Sparse Linear Algebra - When Most of the Matrix Is Zero // Megha Bose

Helpful context:

Imagine a graph with one billion nodes - every user on Facebook, every page on the web. The edges between them number maybe three billion. If you tried to store the adjacency matrix of this graph densely, every row would need one billion floats. All one billion rows. That is 8 petabytes. The matrix is 99.9999997% zeros. You would be allocating 8 petabytes to store nothing useful.

The sparse representation of the same graph - three arrays, one for row indices, one for column indices, one for edge weights - needs 24 gigabytes. A factor of 300,000 less memory. And because you are no longer multiplying by billions of zeros, the arithmetic shrinks proportionally too.

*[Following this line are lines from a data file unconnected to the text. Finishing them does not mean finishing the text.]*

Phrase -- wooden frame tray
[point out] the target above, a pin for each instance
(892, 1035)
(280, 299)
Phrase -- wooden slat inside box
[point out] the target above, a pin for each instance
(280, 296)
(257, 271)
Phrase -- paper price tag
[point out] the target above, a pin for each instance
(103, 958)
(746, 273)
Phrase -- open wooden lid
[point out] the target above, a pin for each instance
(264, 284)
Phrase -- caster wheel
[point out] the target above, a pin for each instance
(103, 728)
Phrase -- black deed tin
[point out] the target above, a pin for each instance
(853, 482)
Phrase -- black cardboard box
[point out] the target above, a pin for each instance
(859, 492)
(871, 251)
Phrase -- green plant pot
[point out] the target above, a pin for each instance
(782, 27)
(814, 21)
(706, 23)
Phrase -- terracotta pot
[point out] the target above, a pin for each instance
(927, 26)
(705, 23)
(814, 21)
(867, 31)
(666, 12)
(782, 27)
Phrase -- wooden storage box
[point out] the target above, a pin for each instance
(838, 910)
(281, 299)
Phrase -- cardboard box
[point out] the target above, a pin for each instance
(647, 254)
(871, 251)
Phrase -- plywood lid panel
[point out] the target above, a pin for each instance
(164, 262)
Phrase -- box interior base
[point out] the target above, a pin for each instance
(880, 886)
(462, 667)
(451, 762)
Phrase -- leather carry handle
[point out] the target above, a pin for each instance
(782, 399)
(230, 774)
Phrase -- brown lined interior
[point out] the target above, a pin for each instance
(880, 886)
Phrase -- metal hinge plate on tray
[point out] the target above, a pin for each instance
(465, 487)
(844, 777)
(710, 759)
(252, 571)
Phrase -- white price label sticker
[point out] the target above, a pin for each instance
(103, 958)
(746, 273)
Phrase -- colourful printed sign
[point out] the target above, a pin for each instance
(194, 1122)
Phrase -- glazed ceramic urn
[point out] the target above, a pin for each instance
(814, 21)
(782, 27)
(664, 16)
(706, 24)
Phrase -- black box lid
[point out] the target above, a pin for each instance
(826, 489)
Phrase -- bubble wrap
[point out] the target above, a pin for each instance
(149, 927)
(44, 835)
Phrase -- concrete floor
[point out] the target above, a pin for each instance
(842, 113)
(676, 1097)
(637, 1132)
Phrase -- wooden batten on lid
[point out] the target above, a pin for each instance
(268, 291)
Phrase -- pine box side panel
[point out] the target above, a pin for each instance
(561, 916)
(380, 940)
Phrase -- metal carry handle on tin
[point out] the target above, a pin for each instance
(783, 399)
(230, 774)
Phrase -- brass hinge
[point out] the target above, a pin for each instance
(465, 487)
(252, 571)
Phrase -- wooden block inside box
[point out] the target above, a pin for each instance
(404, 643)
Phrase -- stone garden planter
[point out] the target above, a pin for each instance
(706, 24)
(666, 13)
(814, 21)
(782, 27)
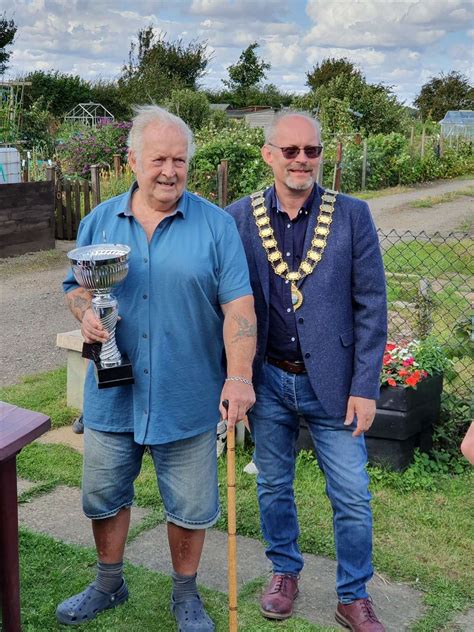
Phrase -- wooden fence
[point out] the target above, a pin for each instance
(26, 218)
(73, 200)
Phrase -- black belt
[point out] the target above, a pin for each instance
(286, 365)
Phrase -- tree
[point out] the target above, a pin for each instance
(157, 66)
(60, 92)
(8, 30)
(346, 104)
(192, 107)
(330, 68)
(246, 74)
(445, 92)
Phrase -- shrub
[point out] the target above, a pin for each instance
(94, 146)
(238, 144)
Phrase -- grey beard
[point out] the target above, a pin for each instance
(299, 187)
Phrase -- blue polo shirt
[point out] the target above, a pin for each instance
(171, 321)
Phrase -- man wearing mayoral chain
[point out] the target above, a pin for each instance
(186, 299)
(318, 281)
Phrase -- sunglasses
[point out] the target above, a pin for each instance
(311, 151)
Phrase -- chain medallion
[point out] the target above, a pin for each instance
(315, 252)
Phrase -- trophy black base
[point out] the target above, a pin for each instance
(107, 377)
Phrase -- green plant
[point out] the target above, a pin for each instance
(407, 364)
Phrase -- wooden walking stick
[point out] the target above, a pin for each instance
(231, 527)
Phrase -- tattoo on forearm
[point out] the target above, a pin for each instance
(245, 329)
(79, 303)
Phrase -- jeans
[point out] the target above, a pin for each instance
(186, 472)
(282, 398)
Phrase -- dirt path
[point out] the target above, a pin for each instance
(395, 212)
(32, 309)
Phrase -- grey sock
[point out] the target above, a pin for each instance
(109, 576)
(184, 586)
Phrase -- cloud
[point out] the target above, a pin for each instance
(264, 10)
(384, 24)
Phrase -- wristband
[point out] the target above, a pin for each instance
(237, 378)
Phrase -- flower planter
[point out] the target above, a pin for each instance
(403, 421)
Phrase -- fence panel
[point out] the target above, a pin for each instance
(430, 286)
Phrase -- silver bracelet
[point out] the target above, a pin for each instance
(237, 378)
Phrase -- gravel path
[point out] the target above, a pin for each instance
(32, 308)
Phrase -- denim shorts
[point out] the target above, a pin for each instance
(186, 471)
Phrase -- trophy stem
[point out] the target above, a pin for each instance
(105, 308)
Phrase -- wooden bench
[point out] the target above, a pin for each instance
(18, 427)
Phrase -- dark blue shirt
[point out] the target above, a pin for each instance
(283, 342)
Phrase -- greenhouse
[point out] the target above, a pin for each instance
(458, 124)
(92, 114)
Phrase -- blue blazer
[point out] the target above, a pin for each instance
(342, 323)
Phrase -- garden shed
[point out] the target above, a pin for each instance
(458, 124)
(89, 114)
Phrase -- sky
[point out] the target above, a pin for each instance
(401, 44)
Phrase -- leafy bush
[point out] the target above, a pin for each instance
(238, 144)
(192, 107)
(94, 146)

This is why sparse linear algebra exists. Not as a theoretical curiosity, but as the difference between a computation that fits in a data center and one that doesn’t fit on the planet.

Why Dense Storage Fails

For an $m \times n$ matrix with $\text{nnz}$ nonzero entries, dense storage requires $O(mn)$ memory regardless of $\text{nnz}$. A $10^6 \times 10^6$ matrix uses $8 \times 10^{12}$ bytes - 8 TB in float64. If it has $10^7$ nonzeros (0.001% density), dense storage wastes a factor of $10^5$ in memory, and every dense operation performs $10^5$ unnecessary multiplications by zero.

This is not just about memory. It is about compute time. Matrix-vector multiplication on a dense $n \times n$ matrix costs $O(n^2)$ operations. If the matrix has $\text{nnz}$ nonzeros, sparse multiplication costs $O(\text{nnz})$. For a graph adjacency matrix with average degree 3, that is $O(3n)$ instead of $O(n^2)$ - a quadratic versus linear gap that dominates everything else at scale.

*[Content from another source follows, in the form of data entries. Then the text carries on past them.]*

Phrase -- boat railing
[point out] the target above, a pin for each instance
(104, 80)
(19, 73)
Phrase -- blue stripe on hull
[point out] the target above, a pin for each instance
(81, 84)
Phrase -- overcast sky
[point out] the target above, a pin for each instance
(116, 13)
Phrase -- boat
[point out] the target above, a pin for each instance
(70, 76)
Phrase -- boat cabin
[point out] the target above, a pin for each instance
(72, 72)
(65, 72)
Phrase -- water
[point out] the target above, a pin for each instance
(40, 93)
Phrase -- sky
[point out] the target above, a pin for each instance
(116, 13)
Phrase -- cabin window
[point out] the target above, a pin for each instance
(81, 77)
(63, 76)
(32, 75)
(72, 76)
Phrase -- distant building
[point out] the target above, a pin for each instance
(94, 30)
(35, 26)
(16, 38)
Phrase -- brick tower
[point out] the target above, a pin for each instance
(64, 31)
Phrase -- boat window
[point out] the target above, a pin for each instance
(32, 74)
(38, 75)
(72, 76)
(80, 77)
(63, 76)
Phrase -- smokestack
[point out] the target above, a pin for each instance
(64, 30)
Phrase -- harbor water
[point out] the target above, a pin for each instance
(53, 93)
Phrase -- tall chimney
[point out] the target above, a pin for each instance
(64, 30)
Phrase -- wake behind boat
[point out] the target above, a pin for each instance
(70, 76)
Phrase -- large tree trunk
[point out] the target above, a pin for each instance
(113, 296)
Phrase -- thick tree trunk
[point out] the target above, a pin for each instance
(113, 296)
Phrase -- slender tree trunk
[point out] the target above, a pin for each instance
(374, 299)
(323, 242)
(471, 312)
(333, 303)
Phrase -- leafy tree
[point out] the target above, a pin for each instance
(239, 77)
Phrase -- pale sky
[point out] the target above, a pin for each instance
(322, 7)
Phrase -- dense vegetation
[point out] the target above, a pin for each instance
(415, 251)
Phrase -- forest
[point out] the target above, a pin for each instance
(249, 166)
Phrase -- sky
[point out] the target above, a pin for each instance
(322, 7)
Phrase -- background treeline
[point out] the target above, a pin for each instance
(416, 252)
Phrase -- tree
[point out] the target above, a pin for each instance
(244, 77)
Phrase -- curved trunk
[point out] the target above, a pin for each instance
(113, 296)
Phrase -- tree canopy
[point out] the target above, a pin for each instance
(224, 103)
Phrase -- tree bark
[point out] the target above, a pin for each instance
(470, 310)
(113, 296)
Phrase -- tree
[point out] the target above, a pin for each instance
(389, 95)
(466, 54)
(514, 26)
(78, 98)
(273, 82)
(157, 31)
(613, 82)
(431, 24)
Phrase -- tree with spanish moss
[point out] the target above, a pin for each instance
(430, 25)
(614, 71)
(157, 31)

Sparse formats store only the nonzeros and their locations. Memory drops to $O(\text{nnz})$.

Sparse Storage Formats

Three formats dominate real systems, each optimized for a different phase of computation.

COO (Coordinate Format) - Built for Construction

The simplest format: three arrays - row, col, data - each of length $\text{nnz}$. Entry $(i, j)$ with value $v$ contributes one entry to each array.

# Matrix:
# 1 0 2
# 0 3 0
# 4 0 0

row  = [0, 0, 1, 2]
col  = [0, 2, 1, 0]
data = [1, 2, 3, 4]

COO is the natural format for building a sparse matrix incrementally - just append triples. Libraries that read graph edge lists or finite element meshes build COO first, then convert. The problem is arithmetic: random access to row $i$ requires scanning all of row, making SpMV $O(\text{nnz}^2)$ naive, and any real row operation slow.

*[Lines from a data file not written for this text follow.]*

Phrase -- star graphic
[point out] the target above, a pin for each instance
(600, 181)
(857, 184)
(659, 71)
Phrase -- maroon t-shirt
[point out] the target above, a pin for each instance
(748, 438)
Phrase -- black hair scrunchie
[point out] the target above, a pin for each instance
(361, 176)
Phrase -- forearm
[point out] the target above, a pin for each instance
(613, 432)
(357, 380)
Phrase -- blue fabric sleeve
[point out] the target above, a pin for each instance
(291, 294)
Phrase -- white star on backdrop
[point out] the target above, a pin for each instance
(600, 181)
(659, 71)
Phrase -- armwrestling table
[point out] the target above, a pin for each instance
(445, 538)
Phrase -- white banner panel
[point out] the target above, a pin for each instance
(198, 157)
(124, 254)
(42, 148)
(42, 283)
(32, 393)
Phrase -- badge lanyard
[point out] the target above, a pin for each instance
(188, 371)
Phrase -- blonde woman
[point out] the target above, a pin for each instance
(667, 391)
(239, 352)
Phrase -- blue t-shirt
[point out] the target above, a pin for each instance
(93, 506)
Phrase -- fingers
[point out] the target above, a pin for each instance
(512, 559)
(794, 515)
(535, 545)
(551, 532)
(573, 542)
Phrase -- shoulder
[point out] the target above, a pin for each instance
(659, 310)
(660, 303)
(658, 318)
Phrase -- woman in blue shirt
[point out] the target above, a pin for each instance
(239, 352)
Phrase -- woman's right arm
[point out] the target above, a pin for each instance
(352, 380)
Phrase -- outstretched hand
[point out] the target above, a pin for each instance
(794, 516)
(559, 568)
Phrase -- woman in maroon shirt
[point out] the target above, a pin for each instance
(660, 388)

COO is a staging format. You build in COO, then convert to something better.

CSR (Compressed Sparse Row) - Built for Row Operations

CSR compresses the row array into an array of row pointers. indptr[i] is the index in data and indices where row $i$ begins. Row $i$ spans data[indptr[i]:indptr[i+1]].

# Same matrix as above, in CSR:
indptr  = [0, 2, 3, 4]   # row 0 starts at 0, row 1 at 2, row 2 at 3
indices = [0, 2, 1, 0]   # column indices of nonzeros
data    = [1, 2, 3, 4]

Memory: $O(\text{nnz} + m)$. Row $i$ is accessible in $O(1)$ via indptr[i]. CSR is the workhorse format: it is what scipy.sparse, PyTorch sparse, and cuSPARSE use internally for row operations. Sparse matrix-vector multiplication, iterative solvers, and GNN message passing all work naturally on CSR.

CSC (Compressed Sparse Column) - Built for Column Operations

CSC is the column analog of CSR. Column $j$ spans data[indptr[j]:indptr[j+1]]. Efficient for column operations, and this matters: sparse direct linear solvers (CHOLMOD, SuperLU) work column by column during factorization. Transposing a CSR matrix gives CSC - which is why the transpose of a transpose gets cached by most libraries.

Choosing between CSR and CSC is purely about access pattern. Multiplying $Ax$, row dot products - use CSR. Solving $A^T y = b$, column slicing - use CSC. Getting this wrong can cost an order of magnitude in performance.

BSR (Block Sparse Row) - Built for Dense Local Structure

BSR groups nonzeros into fixed-size dense blocks, typically $r \times c$ where $r$ and $c$ are small (4, 8, 16). Instead of storing individual scalar nonzeros, it stores small dense matrices. This is efficient when nonzeros cluster in block patterns - which they do in finite element methods (where node connectivity produces block structure) and in graph neural networks applied to graphs with community structure.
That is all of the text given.